Les erreurs les plus fréquentes pour défendre son point de vue

Quand on cherche à paraître sûr de soi, on tombe parfois dans l’excès inverse. Au lieu d’être assertif, on devient brusque, on répond de façon trop sèche ou l’on se met à défendre son avis de manière excessive. Les relations dans l’équipe peuvent alors en souffrir.

Les erreurs typiques sont notamment les suivantes :

  • confondre assertivité et intransigeance,
  • glisser vers la passivité par peur du conflit,
  • compter trop sur des formules toutes faites sans solution concrète,
  • ignorer les spécificités locales, comme les capacités de l’équipe ou les pratiques régionales,
  • défendre une position sans données, sans contexte et sans volonté d’écouter les contre-arguments.

Il faut aussi accepter qu’une proposition ne sera pas toujours validée immédiatement. Parfois, il faut chercher un compromis ; parfois, il faut remonter la décision à un niveau supérieur. L’assertivité ne consiste pas à gagner chaque débat, mais à rester dans une démarche factuelle et équitable.

Les décisions locales exigent aussi du sens du contexte

Dans les décisions locales, il ne suffit pas de répéter une règle centrale sans l’adapter. Il faut savoir distinguer ce qui doit rester uniforme dans toute l’entreprise de ce qui peut être ajusté selon les conditions du terrain. C’est là que la confiance en soi rejoint le discernement professionnel.

Si un site a par exemple une composition particulière de salariés, un rythme de travail différent ou un autre marché de l’emploi, il peut être nécessaire de communiquer les décisions autrement qu’au siège. Le professionnel RH doit pouvoir expliquer pourquoi une mesure est adaptée à ce contexte précis, tout en restant cohérent avec la politique de l’entreprise.

Mais il ne s’agit pas d’une liberté totale. Si les décisions locales s’écartent des règles sans raison claire, cela peut créer de la confusion ou un sentiment d’injustice. Il est donc préférable d’expliquer précisément ce qui est adapté, pourquoi, et dans quelles limites.

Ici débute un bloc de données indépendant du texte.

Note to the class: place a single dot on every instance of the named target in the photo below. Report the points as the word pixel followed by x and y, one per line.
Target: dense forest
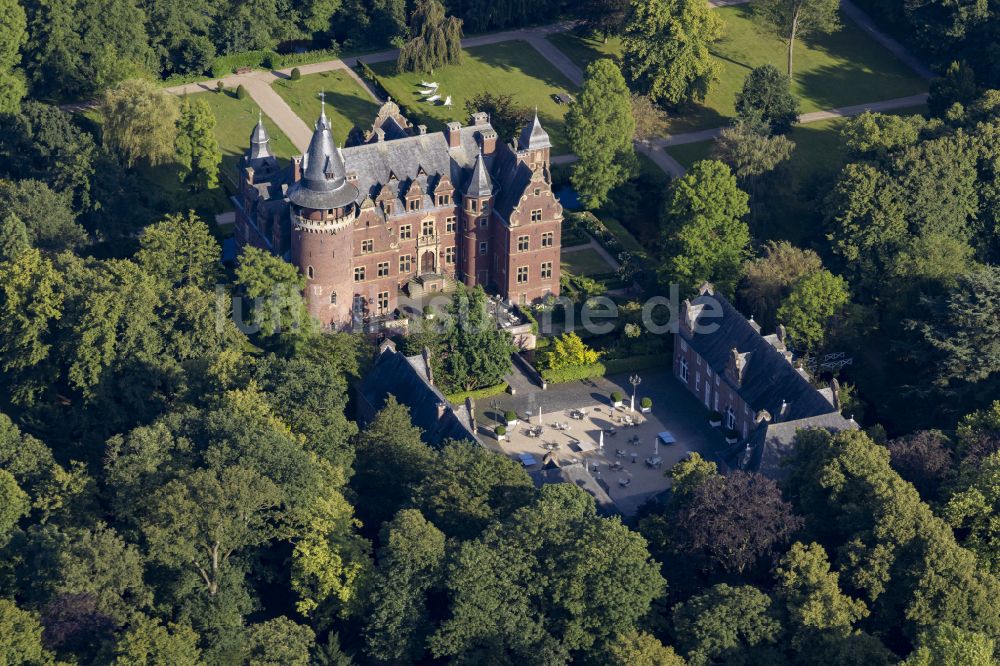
pixel 183 479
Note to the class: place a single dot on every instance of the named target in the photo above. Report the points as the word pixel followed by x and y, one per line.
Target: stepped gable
pixel 371 166
pixel 409 380
pixel 768 378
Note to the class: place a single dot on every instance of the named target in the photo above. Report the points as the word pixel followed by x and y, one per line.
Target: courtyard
pixel 632 465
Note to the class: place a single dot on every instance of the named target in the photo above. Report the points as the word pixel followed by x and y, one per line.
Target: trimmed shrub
pixel 478 394
pixel 633 363
pixel 573 373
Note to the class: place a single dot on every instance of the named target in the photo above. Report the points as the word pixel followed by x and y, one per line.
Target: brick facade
pixel 453 205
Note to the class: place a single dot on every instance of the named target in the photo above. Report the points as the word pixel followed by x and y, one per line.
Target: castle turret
pixel 323 210
pixel 534 145
pixel 477 199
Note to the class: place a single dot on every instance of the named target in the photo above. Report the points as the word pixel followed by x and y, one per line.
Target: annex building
pixel 400 210
pixel 749 378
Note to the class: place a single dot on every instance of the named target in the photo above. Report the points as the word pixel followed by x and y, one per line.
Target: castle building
pixel 399 208
pixel 750 380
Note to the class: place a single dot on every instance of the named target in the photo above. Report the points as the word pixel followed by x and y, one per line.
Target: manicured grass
pixel 347 103
pixel 844 68
pixel 818 156
pixel 584 262
pixel 583 50
pixel 234 121
pixel 512 67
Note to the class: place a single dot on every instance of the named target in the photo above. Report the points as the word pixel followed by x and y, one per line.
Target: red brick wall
pixel 720 392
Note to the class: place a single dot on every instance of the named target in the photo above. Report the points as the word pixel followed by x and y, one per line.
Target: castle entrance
pixel 427 262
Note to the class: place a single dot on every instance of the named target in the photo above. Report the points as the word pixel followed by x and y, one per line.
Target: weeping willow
pixel 438 39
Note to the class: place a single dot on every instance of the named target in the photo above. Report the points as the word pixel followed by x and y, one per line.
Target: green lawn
pixel 508 67
pixel 844 68
pixel 815 162
pixel 347 103
pixel 584 262
pixel 235 119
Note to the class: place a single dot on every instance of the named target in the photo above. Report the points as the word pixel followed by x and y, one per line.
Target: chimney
pixel 453 132
pixel 427 364
pixel 488 141
pixel 735 366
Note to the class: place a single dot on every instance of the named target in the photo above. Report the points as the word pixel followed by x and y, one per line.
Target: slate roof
pixel 534 136
pixel 324 180
pixel 480 184
pixel 770 443
pixel 407 379
pixel 769 379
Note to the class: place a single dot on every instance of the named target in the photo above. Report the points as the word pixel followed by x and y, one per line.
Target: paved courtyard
pixel 621 467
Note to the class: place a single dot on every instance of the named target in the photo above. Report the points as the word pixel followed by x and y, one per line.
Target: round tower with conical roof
pixel 323 208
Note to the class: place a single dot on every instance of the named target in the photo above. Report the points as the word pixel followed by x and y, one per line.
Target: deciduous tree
pixel 706 238
pixel 601 128
pixel 810 305
pixel 666 49
pixel 197 148
pixel 12 37
pixel 768 279
pixel 767 95
pixel 411 563
pixel 437 39
pixel 140 122
pixel 800 18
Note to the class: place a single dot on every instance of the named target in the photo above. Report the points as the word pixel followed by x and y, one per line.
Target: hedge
pixel 478 394
pixel 267 59
pixel 574 373
pixel 225 65
pixel 632 363
pixel 369 75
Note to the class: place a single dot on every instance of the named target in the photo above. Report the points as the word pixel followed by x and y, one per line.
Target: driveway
pixel 674 410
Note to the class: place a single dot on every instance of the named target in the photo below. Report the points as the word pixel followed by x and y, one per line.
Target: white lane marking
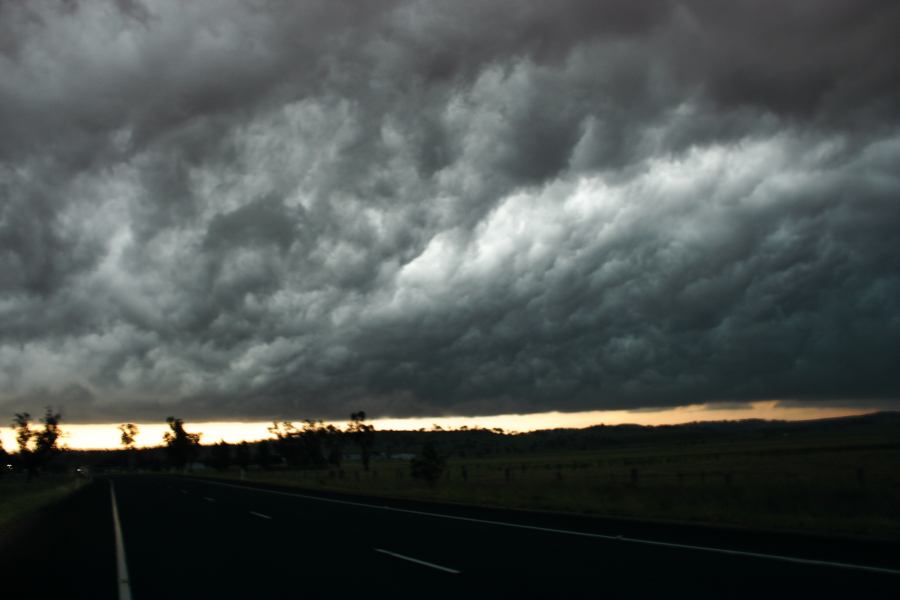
pixel 618 538
pixel 417 561
pixel 121 565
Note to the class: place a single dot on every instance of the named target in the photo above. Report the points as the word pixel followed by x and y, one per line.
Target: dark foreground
pixel 192 538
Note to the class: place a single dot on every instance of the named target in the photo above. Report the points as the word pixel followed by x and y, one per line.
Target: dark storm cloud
pixel 297 209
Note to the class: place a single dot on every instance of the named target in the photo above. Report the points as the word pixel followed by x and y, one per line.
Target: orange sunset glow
pixel 106 435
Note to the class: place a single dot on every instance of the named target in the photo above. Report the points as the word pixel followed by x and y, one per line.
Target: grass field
pixel 841 486
pixel 19 498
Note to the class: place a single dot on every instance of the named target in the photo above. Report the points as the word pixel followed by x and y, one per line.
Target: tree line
pixel 311 445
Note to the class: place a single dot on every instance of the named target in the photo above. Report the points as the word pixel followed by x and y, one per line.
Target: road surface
pixel 181 537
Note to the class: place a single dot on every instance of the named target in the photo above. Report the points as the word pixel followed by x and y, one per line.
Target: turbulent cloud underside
pixel 299 209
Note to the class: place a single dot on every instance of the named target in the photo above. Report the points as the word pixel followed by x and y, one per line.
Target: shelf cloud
pixel 269 209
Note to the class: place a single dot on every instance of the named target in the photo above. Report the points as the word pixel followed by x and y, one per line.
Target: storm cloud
pixel 267 209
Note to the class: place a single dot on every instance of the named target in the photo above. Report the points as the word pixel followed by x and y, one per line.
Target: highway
pixel 182 537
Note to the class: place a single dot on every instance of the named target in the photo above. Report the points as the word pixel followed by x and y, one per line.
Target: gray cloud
pixel 279 209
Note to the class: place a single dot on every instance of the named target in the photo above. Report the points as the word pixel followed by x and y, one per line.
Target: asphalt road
pixel 191 538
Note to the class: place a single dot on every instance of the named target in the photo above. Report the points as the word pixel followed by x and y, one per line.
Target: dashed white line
pixel 778 557
pixel 121 564
pixel 417 561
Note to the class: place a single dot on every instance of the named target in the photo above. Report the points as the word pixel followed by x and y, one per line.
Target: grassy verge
pixel 20 498
pixel 844 490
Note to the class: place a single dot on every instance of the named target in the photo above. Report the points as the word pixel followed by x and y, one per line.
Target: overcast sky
pixel 274 209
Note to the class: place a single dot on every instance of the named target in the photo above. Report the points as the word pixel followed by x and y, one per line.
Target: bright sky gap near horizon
pixel 238 212
pixel 107 435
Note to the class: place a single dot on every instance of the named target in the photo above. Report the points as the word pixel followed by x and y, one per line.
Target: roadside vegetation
pixel 828 483
pixel 33 477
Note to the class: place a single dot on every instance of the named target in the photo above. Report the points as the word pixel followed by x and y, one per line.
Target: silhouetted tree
pixel 129 433
pixel 306 447
pixel 429 465
pixel 363 434
pixel 221 456
pixel 37 447
pixel 127 439
pixel 181 446
pixel 242 455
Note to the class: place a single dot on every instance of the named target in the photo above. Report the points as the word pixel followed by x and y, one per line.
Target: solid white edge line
pixel 121 564
pixel 417 561
pixel 791 559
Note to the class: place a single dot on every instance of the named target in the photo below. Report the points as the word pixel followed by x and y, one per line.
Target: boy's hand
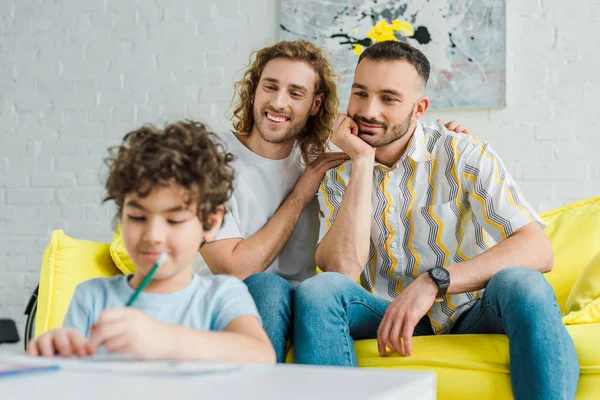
pixel 65 342
pixel 130 331
pixel 345 136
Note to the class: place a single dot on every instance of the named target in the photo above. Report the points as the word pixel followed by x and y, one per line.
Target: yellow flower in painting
pixel 358 48
pixel 384 31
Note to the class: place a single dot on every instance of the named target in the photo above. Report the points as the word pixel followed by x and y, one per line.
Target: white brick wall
pixel 75 75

Comment entraîner ces compétences au quotidien

Le développement de la confiance en soi et de l’assertivité ne dépend généralement pas d’une seule formation. Il s’agit plutôt de petits progrès répétés dans les situations courantes. Une méthode simple peut aider :

  1. Avant un entretien, définissez l’objectif et le minimum à atteindre.
  2. Notez les faits principaux pour ne pas vous perdre dans l’émotion ou la pression de l’autre partie.
  3. Préparez une ou deux formulations claires pour expliquer votre position.
  4. Après l’échange, analysez ce qui a fonctionné et les moments où vous avez cédé sans raison.
  5. Lors d’une situation similaire, essayez d’ajuster votre approche au lieu de la répéter à l’identique.

Cette méthode peut aider surtout les personnes qui ont tendance à céder ou à trop parler dans les échanges difficiles. En revanche, si quelqu’un souffre de manière durable d’un stress important lié à la communication, il peut être utile de chercher un soutien spécialisé ou un accompagnement interne auprès d’un collègue plus expérimenté.

À retenir pour le travail de tous les jours

En RH, la confiance en soi et l’assertivité ne se manifestent pas par de grands discours, mais par la qualité des décisions quotidiennes. Elles permettent de mieux communiquer, de poser des limites plus clairement et de défendre plus efficacement des solutions locales lorsqu’il faut tenir compte d’un contexte précis. Développées ensemble, elles augmentent les chances que les décisions soient non seulement correctes sur le plan formel, mais aussi réellement applicables.

L’essentiel est de suivre une règle simple : parler clairement, s’appuyer sur des faits et savoir dire un « non » ferme quand c’est nécessaire. En ressources humaines, c’est souvent cela qui fait la différence entre une exécution passive des tâches et une prise de décision professionnelle.